Re: Definitions (Was: Re: Charsets + encoding + codesets)

From: Kenneth Whistler (kenw@sybase.com)
Date: Thu Oct 09 1997 - 21:26:05 EDT


>
> Definitions (Was: Re: Charsets + encoding + codesets)
>
> In message <9710081510.AA08562@unicode.org> unicode@unicode.org writes:
> > Keld J|rn Simonsen wrote:
> >
> > > John Cowan writes:
> > > > There is, as far as I can tell, no single term used in the Unicode
> > > > Standard for what you are calling an "abstract character" above.
> > > > I would like there to be one, myself.
> > >
> > > 10646 has the term "composite sequence".
>
> John Cowan (http://www.ccil.org/~cowan cowan@ccil.org) wrote:
>
> > No, that won't work. We need a term for the underlying abstraction
> > that can be represented either by a single (concrete) character
> > or by a composite sequence. Ken Whistler has used the
> > term "grapheme" (starting today). This term, AFAIK, is
> > always collocated with "phoneme" and is used in discussions of
> > text-to-speech conversion, speech-to-text conversion, and
> > learning to read (which is a kind of text-to-speech conversion).
> > Still, terminological buccaneering may be useful.
>
> John Clews writes:
>
> Why not do, as ISO/IEC 10646 (and all ISO/IEC/JTC1/SC2 standards) do,
> or at worst imply, and use the term "character" for those elements
> which can be related to a single code point, and "graphic character"
> for that class of characters which can be related to more than one
> code point, using any permitted combining options?
>
> See the definitions section of ISO/IEC 10646 and/or other standards
> from ISO/IEC/JTC1/SC2 for further details, and/or my own email of a
> couple of days ago to the Unicode list.
>

I am afraid that the use of "graphic character" for the concept
we are trying to get at would lead to further misunderstandings.
It is not at all clear to me that the definitions in ISO/IEC 10646
(and other SC2 standards) use "graphic character" as John Clews has
just indicated.

From ISO/IEC 10646 definitions:

4.6 character: A member of a set of elements used for the organisation,
control, or representation of data. [kenw: and we have agreed that this
means the atomic unit of the repertoire of a coded character set,
and that the Chapter 3 usage of the Unicode term "abstract character"
also means this.]

4.19 graphic character: A character, other than a control function, that
has a visual representation normally handwritten, printed, or displayed.

Now, as part of a definition set, I can only read this definition of
"graphic character" as meaning that a "graphic character" is a
type of "character" as defined in 4.6, and in particular means that
portion of the repertoire that normally has a visual representation.
Nearly everybody I know has interpreted that to mean all the characters
in the standard that have a visible form splatted in one of the code
positions, as opposed to control functions encoded as characters.
This interpretation is strengthened by clauses such as 17.3 "Identification
of subsets of graphic characters", which can only mean subsets of the
repertoire of this standard, i.e. of the "characters" of the standard.

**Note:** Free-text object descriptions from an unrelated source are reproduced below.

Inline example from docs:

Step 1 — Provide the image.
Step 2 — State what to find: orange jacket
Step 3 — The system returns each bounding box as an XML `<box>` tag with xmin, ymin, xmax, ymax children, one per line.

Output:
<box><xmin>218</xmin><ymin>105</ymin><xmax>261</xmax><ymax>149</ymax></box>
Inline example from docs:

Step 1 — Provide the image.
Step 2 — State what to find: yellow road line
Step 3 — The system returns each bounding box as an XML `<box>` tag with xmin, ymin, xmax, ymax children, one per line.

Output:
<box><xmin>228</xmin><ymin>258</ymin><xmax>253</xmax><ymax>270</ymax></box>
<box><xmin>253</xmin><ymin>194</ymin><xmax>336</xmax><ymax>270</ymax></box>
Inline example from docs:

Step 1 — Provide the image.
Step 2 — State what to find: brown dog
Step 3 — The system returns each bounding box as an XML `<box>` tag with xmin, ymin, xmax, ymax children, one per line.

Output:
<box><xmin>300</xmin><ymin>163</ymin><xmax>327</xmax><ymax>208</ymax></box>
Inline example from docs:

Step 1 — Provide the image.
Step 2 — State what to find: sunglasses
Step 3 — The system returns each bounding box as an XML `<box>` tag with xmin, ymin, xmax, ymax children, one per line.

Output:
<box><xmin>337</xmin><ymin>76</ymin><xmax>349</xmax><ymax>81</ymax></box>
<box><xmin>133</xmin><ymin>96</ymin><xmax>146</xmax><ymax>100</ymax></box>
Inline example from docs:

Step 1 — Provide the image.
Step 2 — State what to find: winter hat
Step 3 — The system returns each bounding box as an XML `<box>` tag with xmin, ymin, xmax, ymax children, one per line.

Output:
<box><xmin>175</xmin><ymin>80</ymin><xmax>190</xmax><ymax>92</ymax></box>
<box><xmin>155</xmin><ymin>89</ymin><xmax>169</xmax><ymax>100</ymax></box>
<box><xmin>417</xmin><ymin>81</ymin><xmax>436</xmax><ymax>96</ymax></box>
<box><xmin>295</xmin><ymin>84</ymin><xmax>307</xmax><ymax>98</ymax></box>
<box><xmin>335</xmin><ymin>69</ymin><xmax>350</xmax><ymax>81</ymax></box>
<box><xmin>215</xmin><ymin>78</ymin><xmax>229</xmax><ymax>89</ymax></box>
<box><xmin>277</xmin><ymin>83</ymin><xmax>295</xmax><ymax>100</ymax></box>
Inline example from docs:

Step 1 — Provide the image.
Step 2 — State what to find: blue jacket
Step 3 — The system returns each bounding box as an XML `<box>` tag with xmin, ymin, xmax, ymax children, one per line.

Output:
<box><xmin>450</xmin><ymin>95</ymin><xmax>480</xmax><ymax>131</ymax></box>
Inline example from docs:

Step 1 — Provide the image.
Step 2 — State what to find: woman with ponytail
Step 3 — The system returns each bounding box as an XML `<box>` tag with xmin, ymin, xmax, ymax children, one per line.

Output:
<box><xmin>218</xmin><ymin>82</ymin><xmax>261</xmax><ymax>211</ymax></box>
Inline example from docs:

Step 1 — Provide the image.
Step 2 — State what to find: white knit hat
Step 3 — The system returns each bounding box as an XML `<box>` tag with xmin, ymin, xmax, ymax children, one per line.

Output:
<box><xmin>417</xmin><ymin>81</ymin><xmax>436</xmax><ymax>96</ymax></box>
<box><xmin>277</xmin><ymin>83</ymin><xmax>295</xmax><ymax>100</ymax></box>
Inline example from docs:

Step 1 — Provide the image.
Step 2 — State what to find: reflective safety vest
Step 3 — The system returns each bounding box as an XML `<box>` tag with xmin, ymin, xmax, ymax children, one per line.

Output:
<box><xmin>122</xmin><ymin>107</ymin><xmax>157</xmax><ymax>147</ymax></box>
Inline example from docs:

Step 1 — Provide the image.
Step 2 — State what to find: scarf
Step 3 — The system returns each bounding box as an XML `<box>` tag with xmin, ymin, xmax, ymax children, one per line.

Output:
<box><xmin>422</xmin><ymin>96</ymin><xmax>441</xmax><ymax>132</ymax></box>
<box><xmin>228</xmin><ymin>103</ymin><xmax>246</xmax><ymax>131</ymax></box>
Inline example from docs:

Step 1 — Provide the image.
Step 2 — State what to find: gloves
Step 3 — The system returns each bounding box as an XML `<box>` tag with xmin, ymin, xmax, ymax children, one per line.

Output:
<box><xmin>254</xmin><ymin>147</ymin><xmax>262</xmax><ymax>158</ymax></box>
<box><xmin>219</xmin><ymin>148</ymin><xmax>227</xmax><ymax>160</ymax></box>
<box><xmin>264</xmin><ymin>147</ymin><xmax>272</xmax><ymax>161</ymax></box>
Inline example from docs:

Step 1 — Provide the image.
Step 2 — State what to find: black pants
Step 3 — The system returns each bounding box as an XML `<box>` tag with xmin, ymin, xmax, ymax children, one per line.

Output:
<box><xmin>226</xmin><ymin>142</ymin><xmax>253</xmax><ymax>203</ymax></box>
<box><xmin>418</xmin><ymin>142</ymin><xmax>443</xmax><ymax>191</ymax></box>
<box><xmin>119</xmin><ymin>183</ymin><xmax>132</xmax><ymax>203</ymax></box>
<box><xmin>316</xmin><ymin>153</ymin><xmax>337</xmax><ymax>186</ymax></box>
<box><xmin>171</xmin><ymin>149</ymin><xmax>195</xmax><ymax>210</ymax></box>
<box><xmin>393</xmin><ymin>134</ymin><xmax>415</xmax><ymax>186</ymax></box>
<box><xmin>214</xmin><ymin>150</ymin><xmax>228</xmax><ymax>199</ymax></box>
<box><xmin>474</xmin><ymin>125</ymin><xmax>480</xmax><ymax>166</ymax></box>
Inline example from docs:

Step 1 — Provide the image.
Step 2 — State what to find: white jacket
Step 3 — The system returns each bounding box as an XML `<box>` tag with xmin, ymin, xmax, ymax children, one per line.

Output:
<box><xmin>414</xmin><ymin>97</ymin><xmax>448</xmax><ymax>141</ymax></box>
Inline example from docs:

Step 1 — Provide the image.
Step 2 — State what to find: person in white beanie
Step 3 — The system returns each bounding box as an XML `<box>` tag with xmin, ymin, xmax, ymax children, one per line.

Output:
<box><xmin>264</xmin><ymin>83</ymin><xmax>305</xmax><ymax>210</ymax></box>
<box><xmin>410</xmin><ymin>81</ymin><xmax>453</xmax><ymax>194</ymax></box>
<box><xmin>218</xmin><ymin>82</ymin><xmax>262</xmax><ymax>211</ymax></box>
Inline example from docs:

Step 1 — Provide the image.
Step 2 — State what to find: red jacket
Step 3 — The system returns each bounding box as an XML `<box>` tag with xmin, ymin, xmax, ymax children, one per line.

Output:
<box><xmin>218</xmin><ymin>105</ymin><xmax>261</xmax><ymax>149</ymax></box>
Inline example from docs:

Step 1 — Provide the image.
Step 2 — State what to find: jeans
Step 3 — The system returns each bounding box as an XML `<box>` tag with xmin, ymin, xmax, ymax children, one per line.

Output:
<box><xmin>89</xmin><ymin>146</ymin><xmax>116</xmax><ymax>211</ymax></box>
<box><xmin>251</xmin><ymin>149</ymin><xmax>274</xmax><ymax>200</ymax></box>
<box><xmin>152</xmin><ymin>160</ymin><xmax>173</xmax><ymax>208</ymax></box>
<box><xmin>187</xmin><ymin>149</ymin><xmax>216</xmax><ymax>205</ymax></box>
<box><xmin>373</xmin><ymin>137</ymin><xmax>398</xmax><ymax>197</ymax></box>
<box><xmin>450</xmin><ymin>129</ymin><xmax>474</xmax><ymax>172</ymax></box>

So I don't see any way to get "graphic character" to mean anything
representable by more than one code point, using permitted combining
options.

4.20 graphic symbol: The visual representation of a graphic character
or of a composite sequence.

This doesn't work, either, since that refers to the
form of the splat in the box, or of a sequence of characters (composite
sequence) represented as a single splat. By the way, if "graphic
character" meant what John Clews has suggested, then the definition
of "graphic symbol" wouldn't need the "...or of a composite sequence"
tacked on at the end.

Aside on "grapheme" and "phoneme": These terms arise out of the
American structuralist linguistic tradition. They were intended,
roughly, to refer to structurally significant units of orthographies
and of phonological systems, respectively. The terms come in
contrast pairs with:

      phone : phoneme
      graph : grapheme

Where "phone" refers to a phonetically minimal unit of the sound (of
human speech), considered independently of the phonological system
of the language. (There are lots more complications, but that's close
enough.) Likewise, "graph" is basically just a mark on paper (or
in stone, or whatever), a minimal unit of writing, considered
independently of the rules of the orthography. A "grapheme", on
the other hand, is a significant unit within an orthography.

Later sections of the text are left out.